Protect the Arctic Refuge
Protect the Arctic Refuge
Turns out, not even the fossil fuel industry wants to drill the Arctic Refuge.
The fight to protect the Arctic National Wildlife Refuge has been long, and your voice has been essential at every turn.
When Secretary Burgum announced plans in October 2025 to auction off 1.56 million acres of the Arctic Refuge for oil and gas drilling, more than 6,000 of you took action. Together, we hand-delivered a 74-page petition to lawmakers in D.C., calling for permanent protections. Lease sale nominations opened, the deadline passed, and then the industry spoke.
For the third time, a lease sale in the Arctic National Wildlife Refuge failed to attract meaningful industry interest. The Bureau of Land Management held the oil and gas lease sale on June 5, 2026, resulting in five leases and $3.7 million in total receipts. Only two entities bid on five of the 58 tracts available. That’s under 0.4% of the nearly $1 billion promised in the 2017 Tax Cuts and Jobs Act when Congress first opened the Arctic Refuge.
All major oil companies declined to participate, confirming that developing this remote, iconic landscape is widely recognized as an impractical response to current energy challenges.
Three failed lease sales prove that drilling in the Arctic Refuge is a reckless political project, not an economic one.

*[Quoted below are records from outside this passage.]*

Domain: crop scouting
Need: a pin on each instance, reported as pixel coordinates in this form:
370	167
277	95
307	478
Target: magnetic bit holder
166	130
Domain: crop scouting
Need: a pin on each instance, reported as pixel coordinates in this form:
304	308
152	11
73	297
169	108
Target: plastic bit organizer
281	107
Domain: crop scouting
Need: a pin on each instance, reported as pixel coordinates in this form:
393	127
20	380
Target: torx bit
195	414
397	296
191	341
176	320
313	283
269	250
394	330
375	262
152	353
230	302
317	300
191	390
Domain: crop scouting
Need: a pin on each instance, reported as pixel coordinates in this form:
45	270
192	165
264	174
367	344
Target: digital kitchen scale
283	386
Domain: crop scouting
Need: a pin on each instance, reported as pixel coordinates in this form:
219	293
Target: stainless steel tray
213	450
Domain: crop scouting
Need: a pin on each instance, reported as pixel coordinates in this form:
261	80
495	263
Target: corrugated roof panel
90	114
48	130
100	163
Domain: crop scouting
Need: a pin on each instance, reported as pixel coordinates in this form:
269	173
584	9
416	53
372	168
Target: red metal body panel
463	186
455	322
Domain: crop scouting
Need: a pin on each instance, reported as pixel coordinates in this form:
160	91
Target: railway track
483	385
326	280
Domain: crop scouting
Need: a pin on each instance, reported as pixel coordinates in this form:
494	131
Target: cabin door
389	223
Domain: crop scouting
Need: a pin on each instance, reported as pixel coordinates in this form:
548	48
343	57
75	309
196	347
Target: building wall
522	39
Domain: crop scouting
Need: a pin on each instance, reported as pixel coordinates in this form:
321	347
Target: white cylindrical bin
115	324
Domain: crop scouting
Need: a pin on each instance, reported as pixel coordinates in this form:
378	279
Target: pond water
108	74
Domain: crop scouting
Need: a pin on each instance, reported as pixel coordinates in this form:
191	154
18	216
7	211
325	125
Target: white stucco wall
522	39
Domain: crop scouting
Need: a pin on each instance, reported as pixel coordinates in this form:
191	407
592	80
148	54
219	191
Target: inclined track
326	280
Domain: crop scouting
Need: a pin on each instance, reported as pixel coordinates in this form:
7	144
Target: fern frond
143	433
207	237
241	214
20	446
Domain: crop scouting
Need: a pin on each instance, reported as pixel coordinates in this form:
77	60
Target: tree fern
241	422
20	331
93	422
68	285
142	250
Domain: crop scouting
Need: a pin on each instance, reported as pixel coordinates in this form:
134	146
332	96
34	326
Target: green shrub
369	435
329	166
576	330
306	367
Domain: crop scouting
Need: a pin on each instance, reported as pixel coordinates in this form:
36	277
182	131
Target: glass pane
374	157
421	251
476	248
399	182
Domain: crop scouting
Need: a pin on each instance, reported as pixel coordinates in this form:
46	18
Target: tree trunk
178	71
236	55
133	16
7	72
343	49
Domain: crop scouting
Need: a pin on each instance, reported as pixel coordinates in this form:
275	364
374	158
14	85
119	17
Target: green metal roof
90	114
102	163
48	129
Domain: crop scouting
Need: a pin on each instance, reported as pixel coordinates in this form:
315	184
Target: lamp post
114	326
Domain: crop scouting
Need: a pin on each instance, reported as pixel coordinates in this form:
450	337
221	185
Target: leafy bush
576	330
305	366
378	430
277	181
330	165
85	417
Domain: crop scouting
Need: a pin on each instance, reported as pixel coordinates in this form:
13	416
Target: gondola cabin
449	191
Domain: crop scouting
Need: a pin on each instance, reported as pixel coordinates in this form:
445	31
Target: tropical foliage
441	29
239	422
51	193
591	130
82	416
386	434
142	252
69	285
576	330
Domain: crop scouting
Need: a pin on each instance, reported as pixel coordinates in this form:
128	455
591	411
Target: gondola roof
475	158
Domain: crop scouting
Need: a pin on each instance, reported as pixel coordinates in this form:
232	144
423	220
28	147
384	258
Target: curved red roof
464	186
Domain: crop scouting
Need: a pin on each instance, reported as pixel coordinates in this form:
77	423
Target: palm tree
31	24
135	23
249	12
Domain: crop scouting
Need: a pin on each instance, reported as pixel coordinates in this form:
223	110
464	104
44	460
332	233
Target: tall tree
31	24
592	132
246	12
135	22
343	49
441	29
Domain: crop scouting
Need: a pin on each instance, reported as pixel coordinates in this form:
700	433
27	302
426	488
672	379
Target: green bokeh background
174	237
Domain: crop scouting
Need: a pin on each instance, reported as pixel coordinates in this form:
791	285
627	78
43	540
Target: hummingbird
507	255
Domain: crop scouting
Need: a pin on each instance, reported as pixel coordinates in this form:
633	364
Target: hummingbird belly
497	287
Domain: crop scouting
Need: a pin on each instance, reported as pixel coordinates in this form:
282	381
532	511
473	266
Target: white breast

The coastal plain of the Arctic Refuge is one of the most ecologically important landscapes left in North America. It is the calving ground of the Porcupine Caribou Herd and home to polar bears, musk oxen, migratory birds, wolves, and countless species that depend on an intact Arctic ecosystem.
At POW, we’ve always known that this land is too important to industrialize. Now, even the market has spoken.
Three failed lease sales are enough, but this fight is not over. As the administration pushes forward, POW and our partners will closely monitor what comes next, including:
- Continuing to push Congress to permanently protect the Arctic Refuge and repeal the mandate requiring future lease sales.
- Monitoring seismic testing and early industrial plans in the Arctic Refuge and NPR‑A. This is often the first action that opens the way for heavy machinery and devastating damage to the fragile Arctic ecosystems.
- Holding corporations and financial institutions accountable for Arctic extraction schemes threatening public lands, wildlife, and Indigenous communities.
- Mobilizing the Outdoor State to demand clean air, clean water, and protected public lands.
Stay tuned for upcoming opportunities to take action and help defend the Arctic from the next wave of industrial threats.
The Arctic is not a sacrifice zone.
Thank you for continuing to stand with us in this fight.